The Duke (2022)

June 29, 2023

Day: 29, Movie:29

I always love Helen Mirren. I have also always loved Jim Broadbent. Putting these two iconic British actors together in a film had to be a great idea.

Thankfully, it was.

According to Rotten Tomatoes, “In 1961, Kempton Bunton (Jim Broadbent), a 60-year old taxi driver, stole Goya’s portrait of the Duke of Wellington from the National Gallery in London. It was the first (and remains the only) theft in the Gallery’s history. Kempton sent ransom notes saying that he would return the painting on condition that the government invested more in care for the elderly — he had long campaigned for pensioners to receive free television. What happened next became the stuff of legend. Only 50 years later did the full story emerge — Kempton had spun a web of lies. The only truth was that he was a good man, determined to change the world and save his marriage.”

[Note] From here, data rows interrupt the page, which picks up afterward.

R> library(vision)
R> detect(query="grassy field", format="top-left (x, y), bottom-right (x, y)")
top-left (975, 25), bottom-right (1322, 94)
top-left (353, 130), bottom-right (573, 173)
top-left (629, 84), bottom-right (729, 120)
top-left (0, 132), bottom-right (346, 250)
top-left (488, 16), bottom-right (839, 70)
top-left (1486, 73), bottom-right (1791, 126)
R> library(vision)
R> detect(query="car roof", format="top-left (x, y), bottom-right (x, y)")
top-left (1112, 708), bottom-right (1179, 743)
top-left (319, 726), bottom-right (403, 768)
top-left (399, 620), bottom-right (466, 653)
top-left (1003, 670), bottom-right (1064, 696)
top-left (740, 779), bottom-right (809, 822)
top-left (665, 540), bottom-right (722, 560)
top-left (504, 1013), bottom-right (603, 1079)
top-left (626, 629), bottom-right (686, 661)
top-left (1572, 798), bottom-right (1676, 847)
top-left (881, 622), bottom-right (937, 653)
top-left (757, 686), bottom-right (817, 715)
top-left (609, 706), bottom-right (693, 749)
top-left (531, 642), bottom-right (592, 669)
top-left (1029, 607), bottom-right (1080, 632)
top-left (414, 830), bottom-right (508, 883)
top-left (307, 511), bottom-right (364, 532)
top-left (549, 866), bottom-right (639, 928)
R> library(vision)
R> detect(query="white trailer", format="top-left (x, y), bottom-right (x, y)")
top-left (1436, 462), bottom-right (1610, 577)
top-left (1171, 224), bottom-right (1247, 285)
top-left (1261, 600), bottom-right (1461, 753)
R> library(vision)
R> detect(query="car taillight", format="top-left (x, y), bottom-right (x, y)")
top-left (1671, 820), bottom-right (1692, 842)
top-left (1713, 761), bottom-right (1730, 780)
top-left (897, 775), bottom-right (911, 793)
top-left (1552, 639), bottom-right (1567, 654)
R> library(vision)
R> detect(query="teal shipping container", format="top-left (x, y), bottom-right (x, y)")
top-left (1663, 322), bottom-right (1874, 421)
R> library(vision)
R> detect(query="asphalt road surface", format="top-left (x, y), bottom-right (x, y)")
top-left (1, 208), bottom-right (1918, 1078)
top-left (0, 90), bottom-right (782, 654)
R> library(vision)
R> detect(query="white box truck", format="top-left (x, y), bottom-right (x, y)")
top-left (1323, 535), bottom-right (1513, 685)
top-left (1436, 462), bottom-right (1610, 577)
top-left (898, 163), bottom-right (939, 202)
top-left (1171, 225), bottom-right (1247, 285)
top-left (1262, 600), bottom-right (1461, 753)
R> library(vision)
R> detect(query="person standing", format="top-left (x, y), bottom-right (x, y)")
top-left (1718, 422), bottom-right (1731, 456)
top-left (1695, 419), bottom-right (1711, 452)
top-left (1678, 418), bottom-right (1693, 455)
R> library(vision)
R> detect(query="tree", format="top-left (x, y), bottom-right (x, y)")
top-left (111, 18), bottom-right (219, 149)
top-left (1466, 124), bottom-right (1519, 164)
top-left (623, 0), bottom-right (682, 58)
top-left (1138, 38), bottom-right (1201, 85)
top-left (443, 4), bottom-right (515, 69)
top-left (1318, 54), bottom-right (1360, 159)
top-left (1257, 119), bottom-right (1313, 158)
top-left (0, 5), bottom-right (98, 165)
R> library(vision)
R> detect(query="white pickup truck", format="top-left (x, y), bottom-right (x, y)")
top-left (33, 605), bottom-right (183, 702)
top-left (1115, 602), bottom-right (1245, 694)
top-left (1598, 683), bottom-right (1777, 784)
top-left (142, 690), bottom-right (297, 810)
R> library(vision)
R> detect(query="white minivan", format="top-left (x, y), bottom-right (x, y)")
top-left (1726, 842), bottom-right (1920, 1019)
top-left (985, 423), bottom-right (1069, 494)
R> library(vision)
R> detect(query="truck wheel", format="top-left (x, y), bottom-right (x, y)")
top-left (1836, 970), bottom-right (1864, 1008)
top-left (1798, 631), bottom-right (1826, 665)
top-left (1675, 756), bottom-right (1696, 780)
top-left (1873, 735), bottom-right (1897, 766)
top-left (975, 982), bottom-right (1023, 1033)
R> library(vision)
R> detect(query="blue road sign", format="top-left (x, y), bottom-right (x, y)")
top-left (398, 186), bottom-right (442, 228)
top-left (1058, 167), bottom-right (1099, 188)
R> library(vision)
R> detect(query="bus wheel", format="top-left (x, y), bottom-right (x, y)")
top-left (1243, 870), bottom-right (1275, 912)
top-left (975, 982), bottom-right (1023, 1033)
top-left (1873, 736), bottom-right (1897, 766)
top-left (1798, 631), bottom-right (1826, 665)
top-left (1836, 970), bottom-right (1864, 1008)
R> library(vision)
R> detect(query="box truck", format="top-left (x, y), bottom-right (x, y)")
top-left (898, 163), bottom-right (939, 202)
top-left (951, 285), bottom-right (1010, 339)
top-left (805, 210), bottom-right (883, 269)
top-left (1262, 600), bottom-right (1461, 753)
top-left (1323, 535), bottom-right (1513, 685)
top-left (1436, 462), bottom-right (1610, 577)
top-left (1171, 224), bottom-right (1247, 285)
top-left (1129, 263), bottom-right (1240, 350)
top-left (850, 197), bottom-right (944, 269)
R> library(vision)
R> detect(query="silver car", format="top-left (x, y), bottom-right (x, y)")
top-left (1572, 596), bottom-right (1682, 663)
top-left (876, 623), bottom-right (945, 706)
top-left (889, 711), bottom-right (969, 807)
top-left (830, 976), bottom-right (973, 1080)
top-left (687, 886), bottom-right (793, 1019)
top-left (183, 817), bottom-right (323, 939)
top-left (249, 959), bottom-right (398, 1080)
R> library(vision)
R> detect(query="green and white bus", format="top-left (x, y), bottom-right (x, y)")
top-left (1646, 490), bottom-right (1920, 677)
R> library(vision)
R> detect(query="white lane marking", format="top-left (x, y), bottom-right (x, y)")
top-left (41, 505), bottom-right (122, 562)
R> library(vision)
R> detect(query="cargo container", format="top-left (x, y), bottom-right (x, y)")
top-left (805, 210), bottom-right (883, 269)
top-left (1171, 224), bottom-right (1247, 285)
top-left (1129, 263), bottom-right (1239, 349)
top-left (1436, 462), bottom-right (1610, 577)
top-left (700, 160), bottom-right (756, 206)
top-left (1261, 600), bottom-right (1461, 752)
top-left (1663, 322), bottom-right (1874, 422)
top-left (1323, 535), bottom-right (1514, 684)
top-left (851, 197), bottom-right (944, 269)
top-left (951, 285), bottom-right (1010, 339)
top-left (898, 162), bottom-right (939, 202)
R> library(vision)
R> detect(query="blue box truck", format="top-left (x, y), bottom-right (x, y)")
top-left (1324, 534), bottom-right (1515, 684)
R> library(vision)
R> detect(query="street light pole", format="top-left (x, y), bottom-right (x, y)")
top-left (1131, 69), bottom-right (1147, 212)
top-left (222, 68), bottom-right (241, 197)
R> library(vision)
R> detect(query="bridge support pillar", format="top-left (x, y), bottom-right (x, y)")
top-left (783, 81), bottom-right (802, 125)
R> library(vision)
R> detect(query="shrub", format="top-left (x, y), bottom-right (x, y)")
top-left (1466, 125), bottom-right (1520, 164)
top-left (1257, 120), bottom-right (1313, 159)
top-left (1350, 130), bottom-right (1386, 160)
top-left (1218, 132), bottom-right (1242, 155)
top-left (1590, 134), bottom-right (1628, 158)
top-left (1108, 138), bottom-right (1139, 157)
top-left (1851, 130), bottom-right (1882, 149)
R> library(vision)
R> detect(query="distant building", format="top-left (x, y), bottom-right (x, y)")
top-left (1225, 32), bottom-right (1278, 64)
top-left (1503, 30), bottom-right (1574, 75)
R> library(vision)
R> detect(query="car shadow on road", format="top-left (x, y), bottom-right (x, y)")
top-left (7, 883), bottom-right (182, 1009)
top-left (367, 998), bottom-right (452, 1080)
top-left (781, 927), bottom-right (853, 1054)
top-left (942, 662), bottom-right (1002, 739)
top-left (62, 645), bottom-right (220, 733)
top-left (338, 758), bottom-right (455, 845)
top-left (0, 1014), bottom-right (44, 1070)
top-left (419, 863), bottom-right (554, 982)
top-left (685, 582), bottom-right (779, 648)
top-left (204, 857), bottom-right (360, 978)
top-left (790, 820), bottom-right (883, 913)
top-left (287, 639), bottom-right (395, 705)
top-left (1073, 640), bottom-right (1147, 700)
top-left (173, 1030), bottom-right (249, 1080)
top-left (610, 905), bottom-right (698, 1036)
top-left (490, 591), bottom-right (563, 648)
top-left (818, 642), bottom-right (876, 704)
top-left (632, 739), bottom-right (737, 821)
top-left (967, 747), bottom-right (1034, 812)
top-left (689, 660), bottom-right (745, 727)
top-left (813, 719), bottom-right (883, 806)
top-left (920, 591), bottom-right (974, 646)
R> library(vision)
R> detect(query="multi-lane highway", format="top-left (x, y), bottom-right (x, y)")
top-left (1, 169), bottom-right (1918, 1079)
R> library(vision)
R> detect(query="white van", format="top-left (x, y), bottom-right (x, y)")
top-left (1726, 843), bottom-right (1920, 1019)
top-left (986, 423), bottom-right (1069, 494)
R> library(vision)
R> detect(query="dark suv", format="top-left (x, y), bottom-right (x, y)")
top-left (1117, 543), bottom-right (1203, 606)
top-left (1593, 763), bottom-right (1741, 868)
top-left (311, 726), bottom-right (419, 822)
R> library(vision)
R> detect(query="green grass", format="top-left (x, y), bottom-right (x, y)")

Jim Broadbent has never been more charming than he was here in this Don Quixote-type story of a man who fought for little things. But there was more to the story than his mission to get free television in Britain. His wife Lilya (Helen Mirren) and he had lost a daughter in a bicycle accident and they had never dealt with that loss together. The film was as much, if not more, about grief than it was about any fight for justice.

Based on a true story, The Duke does what British films do wonderfully well, provide an oddball character, play it for some witty laughs and be filled with heart. The Duke may be a tad sentimental, but the central performances here are so good that any drawbacks the film may have are overlooked.